The European Union is launching legal action against the United Kingdom over its efforts to protect trade between the British mainland and Northern Ireland, vindicating critics of Boris Johnson’s deals with the bloc who said they ensured Brexit was by no means “done”.

The terms Prime Minister Johnson agreed with the bloc on Northern Ireland were particularly onerous, with Northern Ireland, or Ulster, being left within the regulatory domain of the EU, and a partial customs border between the British province and England, Scotland, and Wales being imposed.

A so-called “grace period” before these conditions were imposed on Northern Ireland fully was permitted until the end of March, but the British government is now extending this until October unilaterally as Northern Irish people and businesses face shortages and other difficulties, compounded by the coronavirus pandemic.

“The [Northern Ireland protocol] is there to uphold and to guarantee, to buttress the Good Friday Agreement, the peace process,” explained Johnson.

“That always had the symmetry in it: it was very very important that the wishes, the consent of both the communities in Northern Ireland, should be properly reflected in the outcome, and that it should guarantee, not just trade and movement, north, south; but east, west as well,” he said.

The Prime Minister was likely referring to the unhappiness of the Democratic Unionist Party (DUP), which is the main representative of the majority in Northern Ireland who wish to remain in the United Kingdom rather than join the Irish republic, with the way Johnson’s deals have created barriers between Ulster and the rest of the British Union.

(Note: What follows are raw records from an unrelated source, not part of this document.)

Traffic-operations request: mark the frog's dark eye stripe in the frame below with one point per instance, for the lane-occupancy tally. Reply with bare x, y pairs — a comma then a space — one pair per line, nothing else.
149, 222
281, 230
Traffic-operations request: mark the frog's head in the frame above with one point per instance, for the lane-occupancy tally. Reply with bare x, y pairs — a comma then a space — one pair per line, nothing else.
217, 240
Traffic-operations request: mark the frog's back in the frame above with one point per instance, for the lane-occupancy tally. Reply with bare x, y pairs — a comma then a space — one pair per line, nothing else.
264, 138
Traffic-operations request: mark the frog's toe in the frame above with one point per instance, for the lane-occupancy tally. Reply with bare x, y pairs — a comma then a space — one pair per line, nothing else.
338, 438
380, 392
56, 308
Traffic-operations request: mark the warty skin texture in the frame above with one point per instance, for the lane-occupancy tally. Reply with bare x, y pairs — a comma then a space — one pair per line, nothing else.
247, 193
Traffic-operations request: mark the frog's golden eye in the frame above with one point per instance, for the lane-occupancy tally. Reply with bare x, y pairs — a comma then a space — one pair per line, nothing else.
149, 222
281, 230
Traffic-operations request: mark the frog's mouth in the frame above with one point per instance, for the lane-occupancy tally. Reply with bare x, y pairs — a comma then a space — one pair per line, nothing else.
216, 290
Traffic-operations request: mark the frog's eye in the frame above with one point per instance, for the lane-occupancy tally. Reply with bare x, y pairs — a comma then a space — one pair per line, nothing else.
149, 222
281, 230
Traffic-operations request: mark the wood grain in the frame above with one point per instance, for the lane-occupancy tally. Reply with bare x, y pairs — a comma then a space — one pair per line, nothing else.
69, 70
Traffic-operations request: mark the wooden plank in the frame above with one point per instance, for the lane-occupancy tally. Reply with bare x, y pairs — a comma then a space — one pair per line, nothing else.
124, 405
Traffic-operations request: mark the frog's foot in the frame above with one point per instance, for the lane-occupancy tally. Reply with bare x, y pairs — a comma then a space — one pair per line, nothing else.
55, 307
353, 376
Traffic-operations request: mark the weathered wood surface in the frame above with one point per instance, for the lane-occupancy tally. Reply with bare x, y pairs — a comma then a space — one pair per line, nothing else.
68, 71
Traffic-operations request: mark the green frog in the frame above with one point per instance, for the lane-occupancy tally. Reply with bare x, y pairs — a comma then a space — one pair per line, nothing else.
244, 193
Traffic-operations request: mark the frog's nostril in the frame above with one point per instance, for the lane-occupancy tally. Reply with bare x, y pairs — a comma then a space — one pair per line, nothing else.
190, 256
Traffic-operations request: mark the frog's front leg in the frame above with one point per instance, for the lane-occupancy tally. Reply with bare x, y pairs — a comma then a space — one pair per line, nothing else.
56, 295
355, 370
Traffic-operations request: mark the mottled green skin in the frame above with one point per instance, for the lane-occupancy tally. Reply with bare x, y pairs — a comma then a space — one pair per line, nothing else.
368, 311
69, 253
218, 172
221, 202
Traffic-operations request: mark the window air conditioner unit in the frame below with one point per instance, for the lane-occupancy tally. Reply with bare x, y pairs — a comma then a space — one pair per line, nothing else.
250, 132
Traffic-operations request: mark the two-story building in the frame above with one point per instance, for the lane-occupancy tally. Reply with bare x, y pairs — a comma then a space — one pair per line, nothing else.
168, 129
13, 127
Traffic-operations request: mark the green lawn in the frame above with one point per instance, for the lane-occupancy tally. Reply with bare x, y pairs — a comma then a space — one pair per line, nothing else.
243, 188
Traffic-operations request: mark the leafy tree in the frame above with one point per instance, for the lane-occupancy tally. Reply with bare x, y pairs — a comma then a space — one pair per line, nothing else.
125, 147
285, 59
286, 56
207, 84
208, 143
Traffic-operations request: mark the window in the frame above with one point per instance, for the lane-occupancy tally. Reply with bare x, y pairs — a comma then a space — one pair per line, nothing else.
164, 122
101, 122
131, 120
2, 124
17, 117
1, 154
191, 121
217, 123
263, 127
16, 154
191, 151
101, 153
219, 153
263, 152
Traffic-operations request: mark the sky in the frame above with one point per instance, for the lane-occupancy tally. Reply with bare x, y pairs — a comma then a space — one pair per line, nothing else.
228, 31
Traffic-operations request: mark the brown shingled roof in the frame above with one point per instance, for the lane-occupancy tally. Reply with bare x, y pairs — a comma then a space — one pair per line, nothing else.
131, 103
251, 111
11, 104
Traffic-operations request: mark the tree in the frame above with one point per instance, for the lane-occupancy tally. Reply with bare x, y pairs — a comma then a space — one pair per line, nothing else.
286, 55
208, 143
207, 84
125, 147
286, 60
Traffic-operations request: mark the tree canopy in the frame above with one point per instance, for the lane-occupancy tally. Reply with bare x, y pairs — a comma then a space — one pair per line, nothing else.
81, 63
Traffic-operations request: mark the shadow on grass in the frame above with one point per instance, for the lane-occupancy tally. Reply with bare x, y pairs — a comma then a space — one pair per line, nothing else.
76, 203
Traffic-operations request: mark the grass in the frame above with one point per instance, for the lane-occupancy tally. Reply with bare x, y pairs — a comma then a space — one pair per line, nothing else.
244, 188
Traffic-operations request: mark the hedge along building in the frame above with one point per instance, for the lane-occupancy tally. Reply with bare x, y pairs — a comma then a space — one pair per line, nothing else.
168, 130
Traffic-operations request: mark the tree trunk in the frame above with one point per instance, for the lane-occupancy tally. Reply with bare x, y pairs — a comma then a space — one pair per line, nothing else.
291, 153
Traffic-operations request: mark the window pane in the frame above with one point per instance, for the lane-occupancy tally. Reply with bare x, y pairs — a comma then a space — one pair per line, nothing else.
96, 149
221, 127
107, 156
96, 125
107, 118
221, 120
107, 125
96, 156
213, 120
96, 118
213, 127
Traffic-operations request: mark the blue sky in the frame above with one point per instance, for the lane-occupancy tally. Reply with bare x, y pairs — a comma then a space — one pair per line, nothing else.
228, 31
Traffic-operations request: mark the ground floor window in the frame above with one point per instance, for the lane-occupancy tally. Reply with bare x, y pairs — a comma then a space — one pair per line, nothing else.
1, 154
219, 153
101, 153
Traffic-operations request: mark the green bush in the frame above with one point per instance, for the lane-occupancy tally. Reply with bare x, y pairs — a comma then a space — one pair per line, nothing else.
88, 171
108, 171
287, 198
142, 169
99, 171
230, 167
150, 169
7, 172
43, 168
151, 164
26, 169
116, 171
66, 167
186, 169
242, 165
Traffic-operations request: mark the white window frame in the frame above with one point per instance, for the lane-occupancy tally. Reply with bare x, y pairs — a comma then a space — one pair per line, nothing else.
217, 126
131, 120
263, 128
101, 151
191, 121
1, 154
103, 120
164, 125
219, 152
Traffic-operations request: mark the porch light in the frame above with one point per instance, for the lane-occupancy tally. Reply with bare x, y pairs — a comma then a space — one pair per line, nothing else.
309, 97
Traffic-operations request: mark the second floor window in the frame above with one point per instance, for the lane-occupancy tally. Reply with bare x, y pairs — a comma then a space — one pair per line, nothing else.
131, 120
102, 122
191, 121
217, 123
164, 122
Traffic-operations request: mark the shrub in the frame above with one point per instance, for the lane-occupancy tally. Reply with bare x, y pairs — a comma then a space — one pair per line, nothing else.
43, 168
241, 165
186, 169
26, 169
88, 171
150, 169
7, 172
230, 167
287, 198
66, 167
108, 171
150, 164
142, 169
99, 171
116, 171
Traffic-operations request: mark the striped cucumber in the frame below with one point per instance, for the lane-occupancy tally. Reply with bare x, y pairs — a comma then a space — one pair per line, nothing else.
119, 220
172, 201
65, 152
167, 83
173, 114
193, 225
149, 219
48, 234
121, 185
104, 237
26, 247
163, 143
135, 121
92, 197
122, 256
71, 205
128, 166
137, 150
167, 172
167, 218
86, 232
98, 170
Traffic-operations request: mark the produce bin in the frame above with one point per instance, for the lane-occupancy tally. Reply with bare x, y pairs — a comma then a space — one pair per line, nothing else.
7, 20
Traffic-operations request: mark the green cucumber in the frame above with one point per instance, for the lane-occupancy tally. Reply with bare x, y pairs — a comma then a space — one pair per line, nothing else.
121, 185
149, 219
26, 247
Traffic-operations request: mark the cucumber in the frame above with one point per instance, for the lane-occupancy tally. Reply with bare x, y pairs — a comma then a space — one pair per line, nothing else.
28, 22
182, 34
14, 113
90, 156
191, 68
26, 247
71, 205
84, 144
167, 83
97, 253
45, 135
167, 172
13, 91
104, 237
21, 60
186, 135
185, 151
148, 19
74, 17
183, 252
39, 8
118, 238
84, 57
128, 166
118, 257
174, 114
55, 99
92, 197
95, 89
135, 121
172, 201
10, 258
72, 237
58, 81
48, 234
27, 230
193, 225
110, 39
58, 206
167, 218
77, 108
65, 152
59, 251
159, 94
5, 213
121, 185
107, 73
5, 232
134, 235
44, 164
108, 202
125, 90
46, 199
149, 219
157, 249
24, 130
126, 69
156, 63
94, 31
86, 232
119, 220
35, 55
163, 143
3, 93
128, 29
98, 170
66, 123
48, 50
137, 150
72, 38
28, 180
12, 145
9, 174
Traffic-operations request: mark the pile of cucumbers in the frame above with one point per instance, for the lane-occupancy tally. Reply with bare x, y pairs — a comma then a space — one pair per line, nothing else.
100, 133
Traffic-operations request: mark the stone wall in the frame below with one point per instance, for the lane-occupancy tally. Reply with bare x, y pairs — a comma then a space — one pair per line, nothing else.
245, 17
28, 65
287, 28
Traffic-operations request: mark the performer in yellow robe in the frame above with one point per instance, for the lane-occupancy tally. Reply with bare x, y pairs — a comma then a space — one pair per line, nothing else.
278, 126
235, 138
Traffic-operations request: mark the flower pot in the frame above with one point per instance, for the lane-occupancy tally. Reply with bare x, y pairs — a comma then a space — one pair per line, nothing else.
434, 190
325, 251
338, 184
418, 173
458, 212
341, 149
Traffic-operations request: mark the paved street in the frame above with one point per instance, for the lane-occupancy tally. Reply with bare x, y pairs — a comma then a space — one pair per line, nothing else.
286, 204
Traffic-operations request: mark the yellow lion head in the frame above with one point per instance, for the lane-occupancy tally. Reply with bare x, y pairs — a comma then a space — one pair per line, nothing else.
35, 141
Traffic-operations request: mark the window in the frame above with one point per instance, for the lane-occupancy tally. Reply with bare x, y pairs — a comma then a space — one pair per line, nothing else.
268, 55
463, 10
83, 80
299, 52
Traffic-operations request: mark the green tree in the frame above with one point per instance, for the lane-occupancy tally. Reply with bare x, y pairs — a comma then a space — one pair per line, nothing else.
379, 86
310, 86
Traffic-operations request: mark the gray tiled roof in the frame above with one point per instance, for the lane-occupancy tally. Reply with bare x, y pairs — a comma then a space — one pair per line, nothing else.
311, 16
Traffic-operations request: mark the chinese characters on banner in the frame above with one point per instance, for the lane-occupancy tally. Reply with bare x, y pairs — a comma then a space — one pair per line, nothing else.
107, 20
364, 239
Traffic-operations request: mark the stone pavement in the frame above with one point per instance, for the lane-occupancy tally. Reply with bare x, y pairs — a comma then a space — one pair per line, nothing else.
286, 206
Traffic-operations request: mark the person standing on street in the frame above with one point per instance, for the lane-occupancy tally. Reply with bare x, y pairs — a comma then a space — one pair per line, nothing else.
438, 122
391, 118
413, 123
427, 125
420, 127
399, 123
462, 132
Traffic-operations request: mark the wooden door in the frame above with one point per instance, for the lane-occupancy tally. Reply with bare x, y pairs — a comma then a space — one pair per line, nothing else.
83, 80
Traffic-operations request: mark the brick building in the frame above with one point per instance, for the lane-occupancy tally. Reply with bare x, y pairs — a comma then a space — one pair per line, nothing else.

“The Protocol on Ireland and Northern Ireland is the only way to protect the Good Friday (Belfast) Agreement and to preserve peace and stability, while avoiding a hard border on the island of Ireland and maintaining the integrity of the EU Single Market,” insisted Maros Sefcovic for the European Commission.

“Unilateral decisions and international law violations by the UK defeat its very purpose and undermine trust between us,” he lectured — somewhat ironically, considering the European Commission announced it would be imposing a hard border between Ireland and Northern Ireland for vaccines just weeks ago without even bothering to consult the Irish government in Dublin, before being forced into a humiliating climbdown.

“The UK must properly implement it if we are to achieve our objectives. That is why we are launching legal action today,” Sefcovic added — although he did leave the door open to a resolution of the dispute through talks, “without recourse to further legal means.”

The British government, for its part, is insisting that its moves in Northern Ireland are “lawful and part of a progressive and good faith implementation of the Northern Ireland Protocol.”

“Low-key operational measures like these are well precedented and common in the early days of major international treaties. In some areas, the EU also seems to need time to implement the detail of our agreements. This is a normal process when implementing new treaties and not something that should warrant legal action,” a spokesman insisted.

Whether or not the EU is implementing its deals with Brexit Britain on Northern Ireland and trade remains an open question, with EU officials having on one occasion seized a lorry driver’s ham sandwiches at the border on the pretext of them being a prohibited food import and saying “Welcome to Brexit, sir”.

The EU legal action could end up in the European Court of Justice (ECJ), according to The Times — a highly embarrassing possibility for Prime Minister Johnson and the Conservative party, who have always tried to give the impression that their deals had secured full independence from the EU court, in which Britain now has no judicial representation.